È allora che un'idea si insinua nelle pieghe del mio cervello. Folle, assurda, disperata, ma pur sempre un'idea.
Slego le cinghie del mio scudo.
La Bestia è sempre più vicina, le mani ben salde attorno all'ascia lorda di sangue.
Gli corro incontro. Quando siamo a un paio di metri di distanza, miro alla testa e lancio lo scudo come fosse un frisbee.
La Bestia è sorpresa. Piega le gambe, si ripara dietro alla sua arma. Lo scudo incoccia contro l'ascia con un fracasso che mi rintrona nelle orecchie.
Per un istante, un solo istante, trovo un varco. Mi basta. La mia daga affonda fino all'elsa nel ventre della Bestia, che muggisce di dolore.
Un boato di meraviglia si alza dal palco. Anche il direttore è in piedi, incredulo.
Arretro guardingo. La Bestia barcolla, non vuol saperne di morire. Prova a estrarre la daga, ma l'elsa è vischiosa e gli scivola tra le dita. Le forze lo abbandonano.
La sua agonia è lenta, ma alla fine si schianta al suolo come un toro macellato. Mi dirigo verso il palco. Sono esausto. Di più, svuotato.

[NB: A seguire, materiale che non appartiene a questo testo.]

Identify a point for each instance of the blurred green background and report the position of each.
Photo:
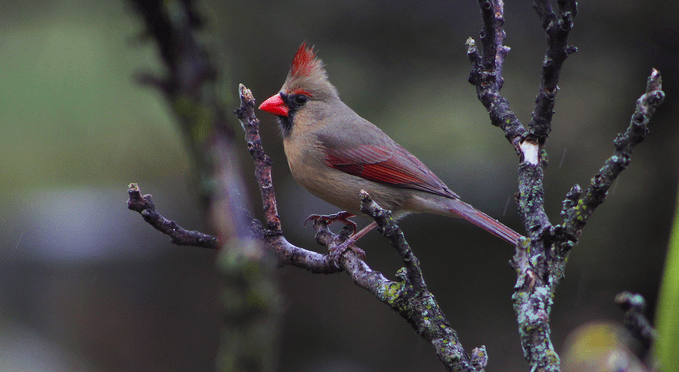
(86, 285)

"Uno spettacolo notevole, davvero notevole!" Il direttore è sudato come se fosse stato lui a combattere. Quello che gli deforma il viso non è più un sorriso, è un rictus.
"Ho vinto," dico. "Mantenga la sua promessa: mi lasci andare."
"Quanta fretta, ragazzo! Hai vinto, certo, ma devi ancora sfidare il Campione."
"Che scherzi sono questi?" La voce mi trema per la rabbia. "Non aveva mai parlato di altre sfide!"
Il direttore mi ignora: "Che entri il Campione!"
Capisco subito di non avere speranze.
Il colosso che entra nel cortile è ancor più gigantesco della Bestia. Ha il cranio rasato e indossa un collare irto di punte. Una guardia lo avvicina esitante e gli passa una spada. Il Campione la osserva per un attimo come se non ne capisse l'utilizzo, poi lecca la lama dalla parte del filo. Con la bocca sporca del proprio sangue e la lingua ridotta a un moncone biforcuto, mi scocca uno sguardo che è un distillato di odio puro.
Parte all'attacco.
Mentre attendo la fine maledico il direttore e tutta la sua stirpe.